Solino: When the State Abdicates and Hands Over the Population to Bandits
By La Rédaction · Port-au-Prince
· 2 min read · Updated 24 April 2026
Translated from French — AI-assisted and reviewed by the editorial team. The French version is authoritative. Read the original · About our translation policy

This Sunday, August 24, 2025, an unbearable image struck the national consciousness: a crowd of Solino citizens welcomed by the "Viv Ansanm" gangs from Bel-Air, under a shower of 1,000 gourde bills. Heavily armed men distributing money to an impoverished population, as a gesture of "peace." This is the new face of Haiti: a country where criminals impose their law and where the State remains a spectator, complicit through its silence.
This spectacle, which some describe as an improvised social pact, is in reality the symptom of a total failure. Failure of public authority, failure of justice, failure of security policy. For what is peace built on dirty money and collective humiliation, if not a surrender imposed on a population that no longer has a choice? The residents of Solino are not willing accomplices: they are hostages. Hostages of misery, fear, and the absence of a State that should have guaranteed them security and dignity.
But this "peace" comes at a terrible moral cost. It tramples on the memory of the police officers who fell in Solino in an unequal war against the gangs. Names like Jeff SWATT, Fito, and other uniformed heroes still resonate in memories. They sacrificed their lives trying to protect these neighborhoods. Today, seeing their fellow citizens applaud bandits who shower the crowd with bills is like burying these police officers, who died for nothing, a second time.

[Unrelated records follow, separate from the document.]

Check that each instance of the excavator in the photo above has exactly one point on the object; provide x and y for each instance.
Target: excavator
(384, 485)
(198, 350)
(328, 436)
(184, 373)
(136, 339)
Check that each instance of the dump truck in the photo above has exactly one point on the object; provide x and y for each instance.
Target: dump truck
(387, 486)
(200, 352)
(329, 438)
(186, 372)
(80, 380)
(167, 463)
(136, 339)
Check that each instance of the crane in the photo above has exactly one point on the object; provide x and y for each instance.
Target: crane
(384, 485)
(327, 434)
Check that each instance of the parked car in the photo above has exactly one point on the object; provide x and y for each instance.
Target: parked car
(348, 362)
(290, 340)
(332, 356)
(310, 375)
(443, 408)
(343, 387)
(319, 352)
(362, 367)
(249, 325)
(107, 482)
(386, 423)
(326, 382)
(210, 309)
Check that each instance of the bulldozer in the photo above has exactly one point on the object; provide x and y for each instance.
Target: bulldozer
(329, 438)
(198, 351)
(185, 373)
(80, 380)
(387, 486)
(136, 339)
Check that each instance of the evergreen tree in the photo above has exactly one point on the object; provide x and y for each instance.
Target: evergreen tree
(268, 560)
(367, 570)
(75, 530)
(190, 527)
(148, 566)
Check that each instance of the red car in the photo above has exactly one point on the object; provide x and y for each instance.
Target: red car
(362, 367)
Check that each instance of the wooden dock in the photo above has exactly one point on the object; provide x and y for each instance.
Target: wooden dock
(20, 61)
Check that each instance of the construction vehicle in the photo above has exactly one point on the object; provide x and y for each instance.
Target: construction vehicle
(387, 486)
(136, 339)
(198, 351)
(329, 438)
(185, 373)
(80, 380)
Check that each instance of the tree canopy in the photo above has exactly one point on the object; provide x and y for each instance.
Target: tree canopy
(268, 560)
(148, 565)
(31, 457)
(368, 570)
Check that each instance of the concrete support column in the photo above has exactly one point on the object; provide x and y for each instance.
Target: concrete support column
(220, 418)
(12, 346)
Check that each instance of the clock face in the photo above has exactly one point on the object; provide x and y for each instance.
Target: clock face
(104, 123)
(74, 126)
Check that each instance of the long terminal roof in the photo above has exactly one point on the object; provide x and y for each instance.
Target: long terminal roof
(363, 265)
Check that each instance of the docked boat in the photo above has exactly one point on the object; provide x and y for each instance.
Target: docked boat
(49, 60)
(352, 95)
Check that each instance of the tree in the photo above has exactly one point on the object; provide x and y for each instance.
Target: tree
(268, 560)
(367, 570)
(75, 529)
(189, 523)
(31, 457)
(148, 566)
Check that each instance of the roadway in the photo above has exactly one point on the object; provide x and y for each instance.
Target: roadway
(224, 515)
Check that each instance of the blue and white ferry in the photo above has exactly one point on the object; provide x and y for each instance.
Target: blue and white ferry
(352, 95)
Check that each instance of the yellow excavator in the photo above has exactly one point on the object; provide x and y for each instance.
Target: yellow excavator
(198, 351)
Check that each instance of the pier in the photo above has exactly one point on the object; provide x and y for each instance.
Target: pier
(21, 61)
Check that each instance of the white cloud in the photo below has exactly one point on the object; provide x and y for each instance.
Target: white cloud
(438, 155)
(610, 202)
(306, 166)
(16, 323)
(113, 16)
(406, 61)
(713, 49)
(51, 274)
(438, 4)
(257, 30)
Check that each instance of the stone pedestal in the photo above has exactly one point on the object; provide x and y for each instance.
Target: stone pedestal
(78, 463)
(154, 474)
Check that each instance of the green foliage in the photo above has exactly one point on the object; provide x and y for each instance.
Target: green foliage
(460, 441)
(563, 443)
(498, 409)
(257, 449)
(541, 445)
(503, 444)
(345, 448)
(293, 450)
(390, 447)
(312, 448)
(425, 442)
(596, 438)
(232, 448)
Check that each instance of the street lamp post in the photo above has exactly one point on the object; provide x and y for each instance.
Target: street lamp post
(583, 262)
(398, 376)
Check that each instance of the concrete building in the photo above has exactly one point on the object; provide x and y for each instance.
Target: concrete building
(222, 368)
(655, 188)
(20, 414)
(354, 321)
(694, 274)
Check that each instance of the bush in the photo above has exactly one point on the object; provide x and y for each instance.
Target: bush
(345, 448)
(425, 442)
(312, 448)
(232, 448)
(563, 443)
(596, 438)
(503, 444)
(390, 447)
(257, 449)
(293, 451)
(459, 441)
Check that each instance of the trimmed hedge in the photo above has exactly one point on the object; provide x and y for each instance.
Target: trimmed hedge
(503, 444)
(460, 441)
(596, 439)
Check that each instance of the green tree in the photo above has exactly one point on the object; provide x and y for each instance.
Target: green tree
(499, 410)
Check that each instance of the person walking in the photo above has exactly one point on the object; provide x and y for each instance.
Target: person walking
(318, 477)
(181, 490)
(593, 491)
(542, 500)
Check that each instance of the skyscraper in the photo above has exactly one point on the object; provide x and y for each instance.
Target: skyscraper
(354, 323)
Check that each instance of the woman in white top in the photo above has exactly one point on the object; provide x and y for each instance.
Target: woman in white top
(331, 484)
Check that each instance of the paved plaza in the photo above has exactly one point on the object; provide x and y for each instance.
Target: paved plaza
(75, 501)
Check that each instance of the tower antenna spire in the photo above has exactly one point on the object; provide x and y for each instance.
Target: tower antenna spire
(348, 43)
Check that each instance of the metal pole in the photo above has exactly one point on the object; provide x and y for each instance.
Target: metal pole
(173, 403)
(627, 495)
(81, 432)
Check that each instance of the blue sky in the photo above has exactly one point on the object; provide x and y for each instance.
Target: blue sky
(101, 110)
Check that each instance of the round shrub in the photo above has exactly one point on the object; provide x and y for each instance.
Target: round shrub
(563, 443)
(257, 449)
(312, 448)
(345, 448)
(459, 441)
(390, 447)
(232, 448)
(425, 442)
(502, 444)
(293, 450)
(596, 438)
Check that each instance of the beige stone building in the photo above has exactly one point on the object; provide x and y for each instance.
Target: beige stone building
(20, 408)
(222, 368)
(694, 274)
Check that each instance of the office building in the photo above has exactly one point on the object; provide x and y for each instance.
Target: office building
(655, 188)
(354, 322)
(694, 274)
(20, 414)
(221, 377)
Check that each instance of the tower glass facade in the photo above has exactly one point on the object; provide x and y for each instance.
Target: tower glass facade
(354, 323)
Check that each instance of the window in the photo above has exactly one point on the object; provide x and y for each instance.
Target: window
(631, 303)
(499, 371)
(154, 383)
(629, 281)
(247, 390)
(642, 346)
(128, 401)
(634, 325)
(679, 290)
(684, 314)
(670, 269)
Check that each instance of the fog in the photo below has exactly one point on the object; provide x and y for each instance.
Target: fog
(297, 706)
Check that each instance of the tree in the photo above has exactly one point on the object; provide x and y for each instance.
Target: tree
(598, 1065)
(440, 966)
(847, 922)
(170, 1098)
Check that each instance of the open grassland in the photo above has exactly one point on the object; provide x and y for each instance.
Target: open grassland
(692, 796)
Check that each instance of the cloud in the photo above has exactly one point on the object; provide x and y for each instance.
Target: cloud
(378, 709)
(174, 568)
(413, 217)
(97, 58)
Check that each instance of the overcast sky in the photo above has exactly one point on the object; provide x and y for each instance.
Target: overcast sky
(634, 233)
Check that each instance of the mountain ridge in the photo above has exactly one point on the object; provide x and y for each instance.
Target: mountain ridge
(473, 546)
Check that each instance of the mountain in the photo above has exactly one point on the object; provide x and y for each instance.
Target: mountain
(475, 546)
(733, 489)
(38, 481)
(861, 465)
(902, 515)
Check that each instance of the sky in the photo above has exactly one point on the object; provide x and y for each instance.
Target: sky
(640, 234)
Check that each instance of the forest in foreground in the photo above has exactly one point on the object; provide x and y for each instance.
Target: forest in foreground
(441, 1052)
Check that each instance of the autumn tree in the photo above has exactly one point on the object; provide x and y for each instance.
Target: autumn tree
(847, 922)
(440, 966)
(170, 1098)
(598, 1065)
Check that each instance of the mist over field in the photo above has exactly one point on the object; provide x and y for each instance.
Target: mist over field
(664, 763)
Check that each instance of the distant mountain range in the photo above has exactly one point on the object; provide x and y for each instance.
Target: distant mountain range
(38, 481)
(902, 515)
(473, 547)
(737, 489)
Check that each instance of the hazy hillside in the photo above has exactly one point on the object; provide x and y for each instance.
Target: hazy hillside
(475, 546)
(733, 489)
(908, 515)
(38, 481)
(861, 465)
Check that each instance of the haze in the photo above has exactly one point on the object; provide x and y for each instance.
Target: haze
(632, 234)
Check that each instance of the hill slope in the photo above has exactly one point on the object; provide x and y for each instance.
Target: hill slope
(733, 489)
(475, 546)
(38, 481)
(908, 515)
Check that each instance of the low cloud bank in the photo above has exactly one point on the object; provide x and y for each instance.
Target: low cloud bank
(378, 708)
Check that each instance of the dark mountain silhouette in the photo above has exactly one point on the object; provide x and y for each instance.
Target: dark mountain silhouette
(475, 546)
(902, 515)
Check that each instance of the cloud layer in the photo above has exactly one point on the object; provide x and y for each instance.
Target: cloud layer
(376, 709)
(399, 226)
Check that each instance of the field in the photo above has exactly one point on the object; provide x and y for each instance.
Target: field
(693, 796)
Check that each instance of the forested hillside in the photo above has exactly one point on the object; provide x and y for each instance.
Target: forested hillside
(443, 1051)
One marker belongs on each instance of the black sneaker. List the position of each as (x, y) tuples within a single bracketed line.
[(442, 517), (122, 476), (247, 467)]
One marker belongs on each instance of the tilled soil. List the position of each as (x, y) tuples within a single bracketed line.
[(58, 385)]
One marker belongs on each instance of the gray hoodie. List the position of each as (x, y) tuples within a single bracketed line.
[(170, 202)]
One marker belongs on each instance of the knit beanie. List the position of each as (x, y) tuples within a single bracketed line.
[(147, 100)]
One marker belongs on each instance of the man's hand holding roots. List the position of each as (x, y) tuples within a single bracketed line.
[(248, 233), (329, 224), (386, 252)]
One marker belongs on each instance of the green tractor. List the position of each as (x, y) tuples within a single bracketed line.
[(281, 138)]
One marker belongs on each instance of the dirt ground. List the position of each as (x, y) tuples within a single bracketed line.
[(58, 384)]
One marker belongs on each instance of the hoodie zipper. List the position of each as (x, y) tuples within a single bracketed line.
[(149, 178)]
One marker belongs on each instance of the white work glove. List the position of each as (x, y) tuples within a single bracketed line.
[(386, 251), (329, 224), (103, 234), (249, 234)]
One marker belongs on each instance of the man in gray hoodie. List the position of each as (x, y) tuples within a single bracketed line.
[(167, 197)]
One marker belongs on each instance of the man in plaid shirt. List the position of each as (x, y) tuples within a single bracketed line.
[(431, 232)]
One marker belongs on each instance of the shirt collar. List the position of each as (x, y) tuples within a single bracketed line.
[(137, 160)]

What outrages Fort National, Christ-Roi, and other neighboring areas is less the gesture in Solino than the complicit silence of the authorities. For a dignified, responsible State would have prevented such an image. However, for years, the Haitian State has transformed into a spectator, when it is not directly complicit through its inaction, its connivances, or its political calculations.
The scene of August 24 is not an accident; it is proof of a system. A system where gangs are no longer merely troublemakers, but arbiters of social peace. A system where hunger forces people to reach out to those who destroy, rape, and kill. A system where the State, having lost all authority, de facto delegates its sovereignty to armed criminals.
This is why it is urgent to ask the real question: who truly governs Haiti? The government or the gangs? And above all, how far will the normalization of horror go, when the survival of a people depends on the crumbs thrown by those who oppress them?
By allowing Solino's "peace" to be built on misery and blood, the Haitian State has confirmed what many already knew: it exists only in name.